7-Keto at 25mg daily has been shown to increase circulating Thyroid stimulating hormone (TSH) and both active thyroid hormones (T3 and T4) 5-9 days following topical application of 7-keto cream, with effects lasting for up to 2 weeks after cessation. There was high inter-individual differences seen, with youth having greater circulating levels.
One study using 8 weeks of supplementation of 200mg 7-Keto noted that supplementation was associated with an increase in T3 by 17.88ng/dL while placebo increased T3 by 2.75ng/dL while both T4 and TSH were unaffected after 8 weeks.

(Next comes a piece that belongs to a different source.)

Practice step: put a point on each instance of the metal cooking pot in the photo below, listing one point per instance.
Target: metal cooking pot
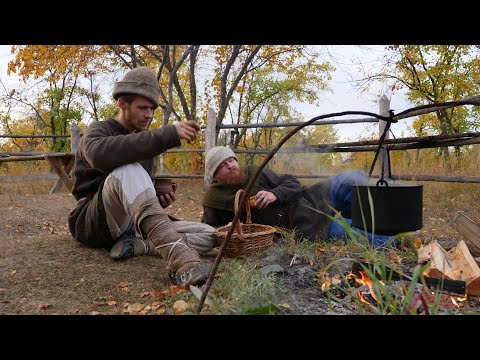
(396, 207)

7-keto supplementation may have a small enhancement on thyroid hormones
Application of 25mg 7-keto via cream for 8 days in otherwise healthy males has been associated with a reduction in Luteinizing Hormone (LH) by 46% and Follicle Stimulating Hormone (FSH) by 25% when measured the day after the cream was starting to be appled, but were not reliably reduced in 100 days of followup (with a slight increase in FSH on day 100).
7-Keto does not appear to be associated with side-effects at up to doses of 200mg daily for 4 weeks in otherwise healthy young males.